"I don't like Nick Jasniff at all," said Dave, slowly. "In one way I think he is a worse fellow than either Plum or Poole."
"He has a bad eye," said Sam. "It's an eye I don't trust."
"Which puts me in mind of a story," added Shadow. "Now don't stop me, for this is brand-new——"
"Warranted?" queried Dave.
"Yes, warranted. Two Irishmen and a Dutchman got into an argument and when they separated all three were in bad humor. The next day one of the Irishmen met the other Irishman. 'Sure, Pat,' says he. 'I don't loike that Dootchmon at all, at all.' 'Nayther do I,' answered the other Irishman. 'He has a bad eye, so he has,' went on the first Irishman. 'That's roight, he has—an' I gave him that same this very marnin'!' says the other Irishman."

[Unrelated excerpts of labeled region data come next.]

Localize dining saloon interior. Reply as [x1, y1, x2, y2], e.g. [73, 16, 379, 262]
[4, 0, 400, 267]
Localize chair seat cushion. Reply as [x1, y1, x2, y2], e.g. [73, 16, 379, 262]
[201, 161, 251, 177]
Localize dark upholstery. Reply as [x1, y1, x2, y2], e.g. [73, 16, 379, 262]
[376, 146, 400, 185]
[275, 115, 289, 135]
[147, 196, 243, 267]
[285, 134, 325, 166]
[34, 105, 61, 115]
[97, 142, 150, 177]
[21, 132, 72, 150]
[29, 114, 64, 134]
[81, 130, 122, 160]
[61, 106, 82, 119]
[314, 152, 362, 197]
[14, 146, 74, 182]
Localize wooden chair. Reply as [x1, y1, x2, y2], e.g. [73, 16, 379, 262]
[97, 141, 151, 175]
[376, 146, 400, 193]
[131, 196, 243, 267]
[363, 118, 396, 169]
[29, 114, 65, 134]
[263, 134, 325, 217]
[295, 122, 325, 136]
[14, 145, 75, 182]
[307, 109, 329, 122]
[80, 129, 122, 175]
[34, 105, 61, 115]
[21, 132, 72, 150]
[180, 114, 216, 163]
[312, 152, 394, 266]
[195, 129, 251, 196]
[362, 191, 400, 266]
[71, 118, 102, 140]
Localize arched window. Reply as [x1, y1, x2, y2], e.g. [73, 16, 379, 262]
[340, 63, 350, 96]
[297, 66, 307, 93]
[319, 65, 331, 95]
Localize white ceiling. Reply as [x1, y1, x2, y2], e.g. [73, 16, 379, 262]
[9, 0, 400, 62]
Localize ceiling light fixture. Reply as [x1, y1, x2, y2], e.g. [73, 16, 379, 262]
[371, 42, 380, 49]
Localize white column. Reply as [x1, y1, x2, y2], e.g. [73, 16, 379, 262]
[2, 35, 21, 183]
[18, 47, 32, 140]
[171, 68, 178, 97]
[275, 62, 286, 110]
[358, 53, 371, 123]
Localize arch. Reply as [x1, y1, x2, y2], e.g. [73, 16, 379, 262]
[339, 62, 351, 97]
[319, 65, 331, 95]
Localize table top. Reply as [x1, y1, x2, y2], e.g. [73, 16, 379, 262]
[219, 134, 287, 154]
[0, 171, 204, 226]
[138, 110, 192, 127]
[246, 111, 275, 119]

"Three cheers for the new joke!" cried Roger, and a general laugh arose.
"Well, I suppose all we can do is to start practice and keep it up until the day for the match comes," said Dave, after the laughter had subsided.
"That's it," answered the senator's son. "We'll do what we can this very afternoon."
The boys went to their classroom with their heads full of the coming football contest. Roger had already made up his eleven, largely from the material of the season previous. But the boys who had gone from Oak Hall left weak spots in the line which it was next to impossible to fill.
Then came another set-back, which made Dave and the others gloomy enough, and caused Gus Plum and his associates to smile grimly to themselves. Instead of remaining clear, a cold, dismal rain set in that very afternoon and kept up for two days. To practise on the football field was out of the question, and all Roger's eleven could do was to exercise in the gymnasium. Here there was always some one of Plum's crowd to look on and see whatever was being tried in the way of a trick or a new movement.